Examples of the modified statements may be found in Appendix H‐30(E) and H‐30(F).

Although we refer to these as the modifications to periodic statements, if you are providing coupon books, you are not off the hook. Coupon books must include the same bankruptcy notice, additional disclosures to borrowers in Chapter 12 and 13 bankruptcies, and bankruptcy‐specific modifications to the delinquency and other account information. If providing a coupon book, you must also make available, upon borrower’s request, pre‐petition arrearage information.

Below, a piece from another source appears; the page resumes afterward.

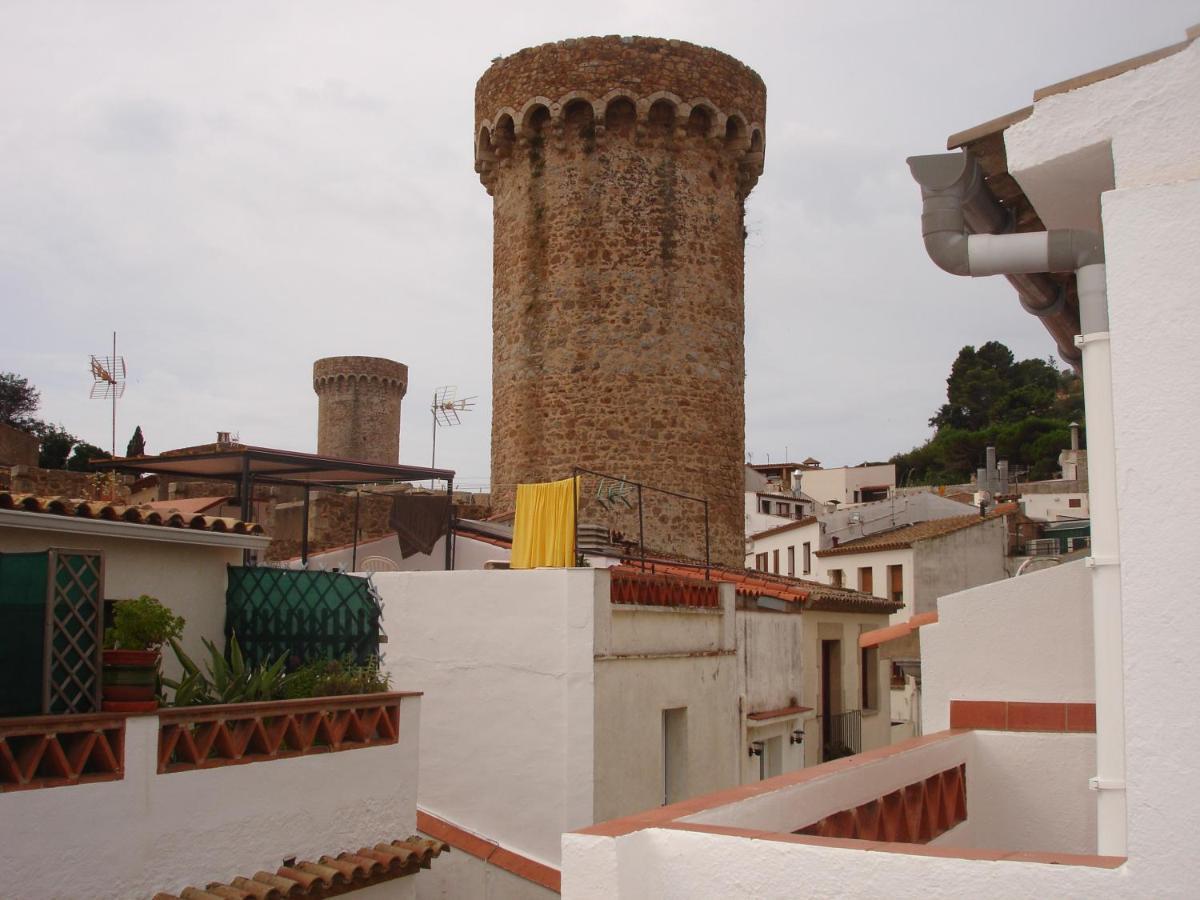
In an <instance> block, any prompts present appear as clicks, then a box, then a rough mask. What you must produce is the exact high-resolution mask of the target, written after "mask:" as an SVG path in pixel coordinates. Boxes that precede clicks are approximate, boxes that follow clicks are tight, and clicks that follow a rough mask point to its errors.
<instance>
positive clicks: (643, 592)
mask: <svg viewBox="0 0 1200 900" xmlns="http://www.w3.org/2000/svg"><path fill="white" fill-rule="evenodd" d="M611 590H612V593H611V599H612V602H614V604H635V605H640V606H688V607H692V608H703V610H716V608H720V606H721V598H720V594H719V593H718V587H716V582H712V581H710V582H704V581H700V580H695V581H692V580H684V578H676V577H672V576H670V575H648V574H644V572H636V571H629V570H623V571H613V572H612V589H611Z"/></svg>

There is an exemption to the statement requirement for borrowers in bankruptcy. The bank is exempt from providing periodic statements or coupon books to a borrower in bankruptcy if, in addition to any borrower on the mortgage loan being a debtor in bankruptcy or who has discharged personal liability for the mortgage loan through bankruptcy pursuant to Chapters 7, 11, 12 or 13, one of the following conditions are also met:

  • A borrower or borrower’s counsel “opts out” by sending you a written request that you cease providing a periodic statement or coupon book.
  • Borrower’s most recently filed bankruptcy plan provides that the borrower will surrender the dwelling securing the mortgage loan, provides for the avoidance of the lien securing the mortgage or otherwise does not provide for, as applicable, the payment of pre‐bankruptcy arrearage or the maintenance of payments due under the mortgage loan.
  • A court enters an order providing for the avoidance of the lien securing the mortgage loan, lifting the automatic stay regarding the dwelling or requires you to cease providing a statement.
  • A borrower files with the court a statement of intention to surrender the dwelling securing the mortgage loan, and a borrower has not made any partial or periodic payment on the mortgage loan after the commencement of the bankruptcy case.

Compliance Checklist:

  • Review a sample of existing statements for loans that were accelerated to ensure data is accurate.
  • On charged‐off loans for which the bank has opted to stop sending statements, ensure that the required final statement with appropriate content was sent to the borrower.
  • Verify that the core system is able to produce compliant statements for borrowers in bankruptcy as of April 19, 2018
  • Verify that the accurate statements for borrowers in bankruptcy trigger the maintaining additional data on the core to produce these statements. How is this data gathered, checked for accuracy and being entered into the system?
  • Review sample statements for borrowers in bankruptcy produced by your core system and compare the language contained in the statement to the model forms in Appendix H.